Spiritual Practices come and go in and out of our lives all the time. They begin when we are just children. At some point we decide to take them on for ourselves and go from there.
I teach at an elementary school. Every year we work very hard to maintain a community that is safe, caring, and accepting for our children.
We also want to extend their learning beyond the state mandated curriculum to include those skills and practices that will build integrity and character so they will know how to share justice and compassion in the world they are about to face.
To this end we have several procedures in place that enable us to provide an environment that nurtures and cares for each student enrolled. We use encouragement, praise, special time with staff and peers, certificates and awards to encourage and reinforce those behaviors that we feel will help them become contributing citizens in society.

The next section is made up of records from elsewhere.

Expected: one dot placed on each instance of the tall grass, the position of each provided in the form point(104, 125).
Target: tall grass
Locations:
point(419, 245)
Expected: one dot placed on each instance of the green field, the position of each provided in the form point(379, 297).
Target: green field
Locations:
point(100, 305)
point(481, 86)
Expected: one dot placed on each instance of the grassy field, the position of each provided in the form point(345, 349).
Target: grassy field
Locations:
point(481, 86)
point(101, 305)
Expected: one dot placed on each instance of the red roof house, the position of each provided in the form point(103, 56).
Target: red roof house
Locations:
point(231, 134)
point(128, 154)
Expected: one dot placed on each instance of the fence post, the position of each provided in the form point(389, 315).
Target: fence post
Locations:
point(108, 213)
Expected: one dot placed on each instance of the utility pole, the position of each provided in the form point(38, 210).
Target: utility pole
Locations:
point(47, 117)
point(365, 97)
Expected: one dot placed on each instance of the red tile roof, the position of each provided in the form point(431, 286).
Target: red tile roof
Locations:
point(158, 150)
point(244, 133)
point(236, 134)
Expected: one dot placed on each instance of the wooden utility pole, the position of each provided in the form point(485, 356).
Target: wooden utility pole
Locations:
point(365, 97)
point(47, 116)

I wonder sometimes if our reward systems really work or if they are an outside stamp of approval for a very inside process. At some point the process should be reward enough.
This is the way it is with spiritual practices. I used to think that I needed to find ‘the’ one practice that would provide all of the answers to all of life’s questions. Doesn’t exist.

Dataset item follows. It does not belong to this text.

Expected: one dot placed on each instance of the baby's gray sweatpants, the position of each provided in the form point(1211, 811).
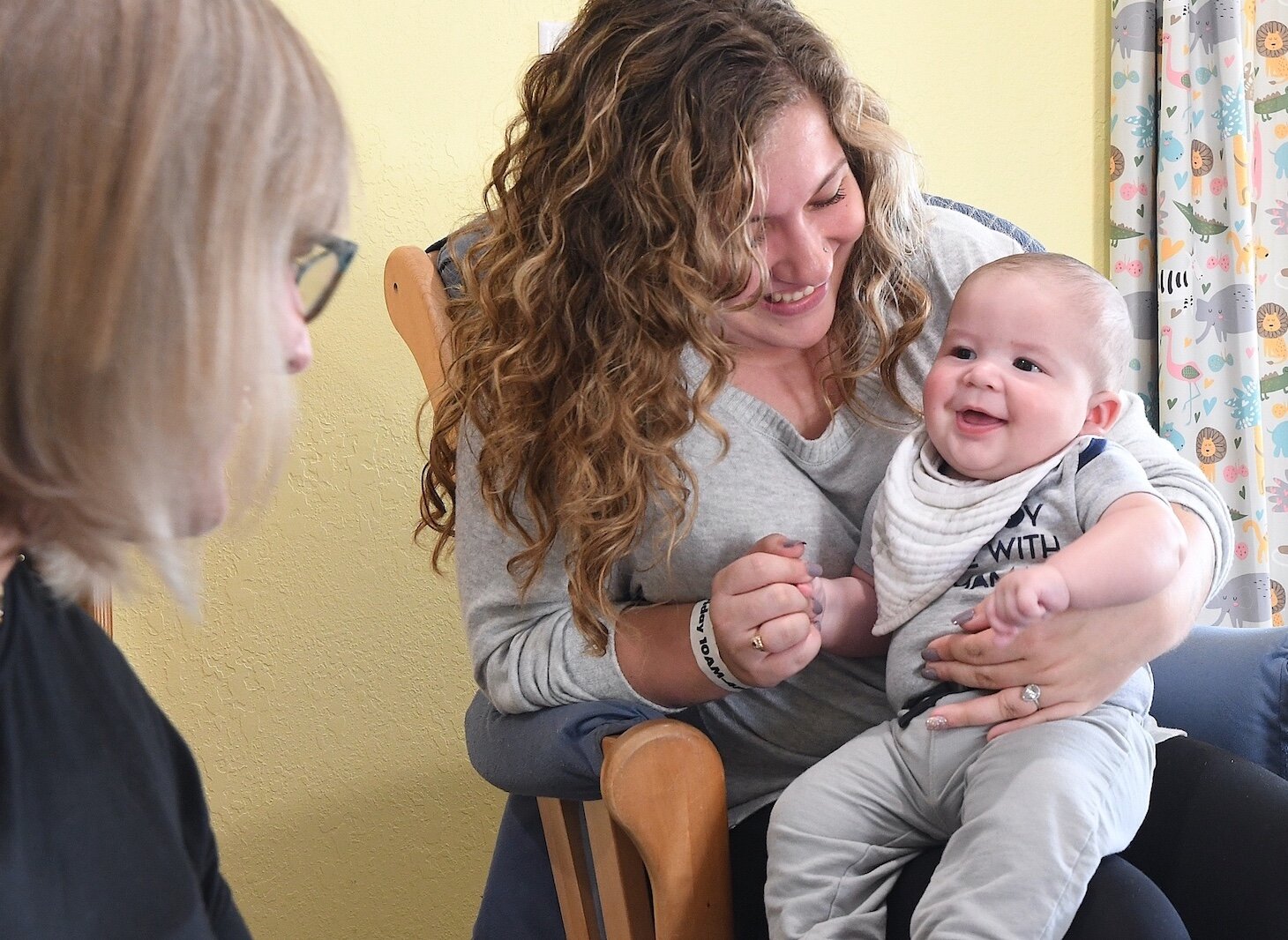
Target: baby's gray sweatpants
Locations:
point(1027, 819)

My spirituality is more of a tending to my practice kind of journey. Some truths are non- negotiable. Many others are just tiny seeds of thought that will take me many many years to nurture into something that I “show up for” every day.

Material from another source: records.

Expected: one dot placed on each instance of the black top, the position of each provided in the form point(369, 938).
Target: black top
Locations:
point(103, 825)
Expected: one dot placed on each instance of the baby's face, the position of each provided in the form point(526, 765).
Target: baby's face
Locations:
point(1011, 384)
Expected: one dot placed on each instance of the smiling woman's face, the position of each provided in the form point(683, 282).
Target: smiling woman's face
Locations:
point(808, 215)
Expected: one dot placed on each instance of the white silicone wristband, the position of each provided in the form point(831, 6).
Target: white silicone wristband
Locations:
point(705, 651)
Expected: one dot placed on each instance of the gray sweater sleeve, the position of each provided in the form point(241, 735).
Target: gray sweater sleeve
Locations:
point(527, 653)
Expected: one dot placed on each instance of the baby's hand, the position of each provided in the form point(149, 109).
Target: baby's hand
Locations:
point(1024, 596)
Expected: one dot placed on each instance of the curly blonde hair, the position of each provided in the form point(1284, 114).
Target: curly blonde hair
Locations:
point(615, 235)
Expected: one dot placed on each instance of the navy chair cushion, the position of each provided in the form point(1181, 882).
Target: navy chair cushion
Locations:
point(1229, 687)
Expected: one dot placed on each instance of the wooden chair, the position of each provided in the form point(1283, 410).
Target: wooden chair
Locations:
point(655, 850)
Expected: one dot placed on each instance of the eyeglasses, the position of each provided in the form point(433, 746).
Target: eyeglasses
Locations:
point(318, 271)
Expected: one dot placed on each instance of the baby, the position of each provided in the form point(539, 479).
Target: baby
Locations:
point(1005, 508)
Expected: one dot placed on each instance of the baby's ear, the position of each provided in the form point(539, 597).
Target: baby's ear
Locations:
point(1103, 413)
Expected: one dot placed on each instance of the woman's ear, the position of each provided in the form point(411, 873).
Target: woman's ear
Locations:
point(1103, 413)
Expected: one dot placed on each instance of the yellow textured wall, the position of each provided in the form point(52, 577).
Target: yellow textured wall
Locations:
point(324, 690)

I believe that each and every one of us has a spiritual practice – named or unnamed. I think that naming it – at some point – is a good thing.
What are you learning? What are you teaching others? Are you the master or the apprentice? What are your loves studying about? Do you know why? What are you hearing in the depths of your soul that you are responding to on a daily basis?
Let it be guided by love, as you are apprenticed in your journey take a few moments to look around and see if there is someone around you who needs a shout out along the path
When your soul calls out to you – listen.